State of California—Health and Human Services Agency
California Department of Public Health


September 9, 2022


TO:
California Healthcare Providers

SUBJECT:
Healthcare Provider Health Advisory: Updated Guidance on Laboratory Testing of Pediatric Patients for Monkeypox (MPX) Virus Infection in California


This alert provides updated information for California healthcare providers with regard to testing of pediatric patients for MPX. At this time, we encourage providers to be judicious about MPX virus testing for pediatric patients, including children and non-sexually active adolescents, with no plausible risk of exposure and for whom there is low clinical suspicion for MPX infection.

The decision to test can have a broad impact on the child or adolescent and their family and should therefore be reserved for situations where there is a known or likely exposure, or a clinical presentation very suggestive of MPX infection. The testing process may potentially take several days, resulting in missed school, work, or other activities. It can also be stigmatizing and affect mental health. Further, false-positive test results have been reported, which can happen when testing is performed among people unlikely to have a condition.

The MPX outbreak in California and elsewhere in the U.S. currently remains concentrated among adults who identify as men, and transmission has primarily occurred during sexual and intimate contact with other men. As described by the American Academy of Pediatrics (AAP), the risk of children getting infected with MPX is low. While pediatric cases have been confirmed in the U.S., including in California, they are rare. The AAP recommends testing patients with suspicious lesions if there is a history of close, personal contact with someone who has MPX. This may include living with or being cared for by someone who has MPX or intimate or sexual contact for adolescents who are sexually active.

Rashes and skin lesions are common among children and adolescents and are caused by a variety of infectious and non-infectious conditions, including varicella, herpes simplex virus, hand, foot, and mouth disease caused by enteroviruses, acne, molluscum, scabies, drug-related rashes, allergic reactions, and insect bites.

Coxsackie A-6 (CAV-6), a type of enterovirus, is well known to cause atypical hand, foot and mouth rashes and is circulating in California at this time. Children with eczema are particularly likely to have the atypical rash with CAV-6 and are also at risk for eczema herpeticum. Both of these conditions, as well as varicella, have led to work-ups for MPX in recent weeks in California.

While it is important to consider MPX in any person with compatible symptoms, a rash alone should not necessarily prompt testing. If a provider decides to test for MPX, a plausible risk for exposure should be identified, unless the child or adolescent has one or more lesions that are highly characteristic of MPX.

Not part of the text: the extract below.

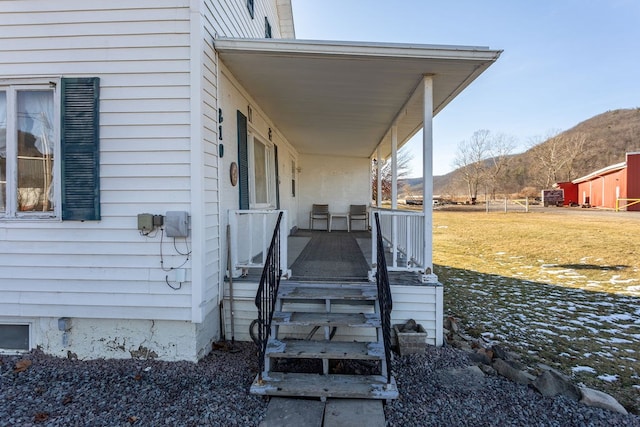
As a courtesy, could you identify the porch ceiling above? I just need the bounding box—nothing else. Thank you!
[214,38,501,157]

As mentioned in the August 30, 2022 CDPH MPX CAHAN, if you have a suspect pediatric MPX case, please contact your local health department. We are strongly encouraging consultation and testing of suspect pediatric cases within the California public health laboratory network unless the patient is an adolescent with sexual exposure. It is also very helpful to submit lesion photos if MPX testing is being considered.

For more information, including guidance on evaluating and caring for pediatric patients with possible MPX, see:

Thank you for your continued efforts to keep Californian healthy.